Below is an excerpt from a Communities Magazine article. Read the full article at https://www.ic.org/im-not-a-racist-but-racism-is-in-me-and-in-my-community/
Author Joe Cole will be presenting at the National Cohousing Conference in Portland this June.
A few years ago I attended a film showing at a restaurant in Durham, North Carolina. Seventy people turned out to watch the film, which followed a young white couple biking across the country to visit intentional communities. Almost every person in the film was white, as were the overwhelming majority of people who came to watch it.
After the film, the moderators held a Q&A with one of the film’s producers. One questioner asked, “Why were the communities so white?”
“Well, I’m not sure,” replied the producer, “but many of the communities in the film were in rural areas.”
A woman of color in the audience raised her hand. “Perhaps groups that are all-white tend to have unacknowledged racism,” she said, “and that creates a barrier for people of color to join.”
The moderator turned to the producer, who did not have a response. After an uncomfortable silence, the moderator moved on to the next question, and the conversation left the issue of racism behind.

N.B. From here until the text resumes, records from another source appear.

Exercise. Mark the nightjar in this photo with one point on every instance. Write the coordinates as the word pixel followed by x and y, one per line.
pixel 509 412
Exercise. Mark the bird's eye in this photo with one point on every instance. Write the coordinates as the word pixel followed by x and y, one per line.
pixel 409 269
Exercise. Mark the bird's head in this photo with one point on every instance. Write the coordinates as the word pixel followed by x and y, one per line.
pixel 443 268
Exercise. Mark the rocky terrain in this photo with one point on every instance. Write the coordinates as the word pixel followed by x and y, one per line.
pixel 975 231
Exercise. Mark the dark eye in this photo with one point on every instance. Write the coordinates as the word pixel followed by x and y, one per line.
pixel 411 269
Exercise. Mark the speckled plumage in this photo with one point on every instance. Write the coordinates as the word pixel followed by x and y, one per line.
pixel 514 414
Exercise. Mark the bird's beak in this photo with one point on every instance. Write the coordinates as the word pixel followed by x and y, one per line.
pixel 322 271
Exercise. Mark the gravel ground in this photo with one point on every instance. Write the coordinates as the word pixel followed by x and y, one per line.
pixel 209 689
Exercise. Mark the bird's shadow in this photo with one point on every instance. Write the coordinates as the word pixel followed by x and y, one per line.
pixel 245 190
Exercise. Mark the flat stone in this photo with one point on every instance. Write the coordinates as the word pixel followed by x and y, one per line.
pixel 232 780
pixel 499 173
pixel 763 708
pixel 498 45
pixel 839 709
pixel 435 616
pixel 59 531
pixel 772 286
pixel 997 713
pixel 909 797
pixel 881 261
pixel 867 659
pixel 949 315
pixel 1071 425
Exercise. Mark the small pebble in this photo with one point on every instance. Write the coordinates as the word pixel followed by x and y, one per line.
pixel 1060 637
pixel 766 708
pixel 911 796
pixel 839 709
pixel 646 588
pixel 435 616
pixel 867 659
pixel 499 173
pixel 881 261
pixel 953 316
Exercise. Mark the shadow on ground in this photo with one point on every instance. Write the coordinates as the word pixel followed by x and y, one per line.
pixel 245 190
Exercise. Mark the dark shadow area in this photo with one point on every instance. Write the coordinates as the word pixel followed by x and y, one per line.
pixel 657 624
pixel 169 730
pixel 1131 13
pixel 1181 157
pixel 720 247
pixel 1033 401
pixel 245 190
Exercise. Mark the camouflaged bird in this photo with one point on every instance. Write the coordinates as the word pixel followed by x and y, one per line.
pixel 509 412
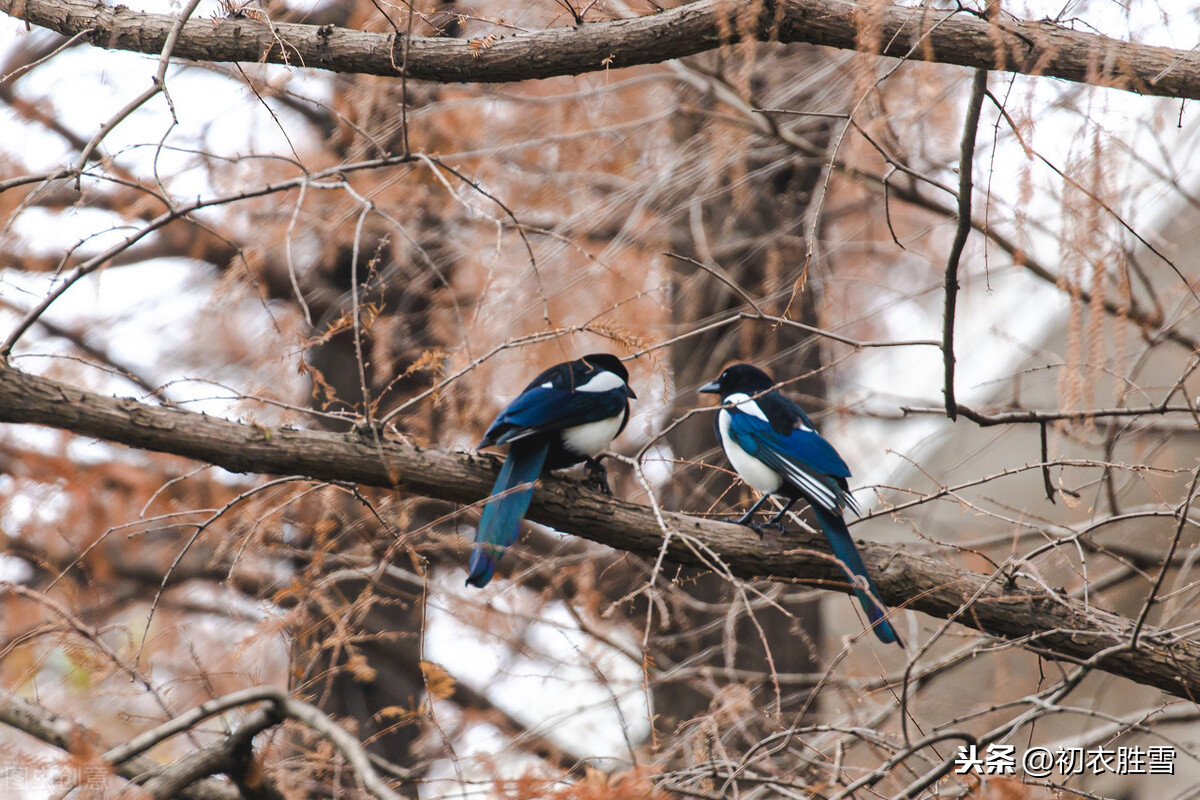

In the years since, I’ve come to agree with the young woman at the film showing: predominantly white communities are going to stay mostly or all-white as long as they fail to acknowledge and address racism. In that very moment after she spoke, the group itself was embodying the problem the woman had named: predominantly white groups—even in the intentional communities movement where people display so much self-awareness and social consciousness—still often falter when it comes to talking about racism.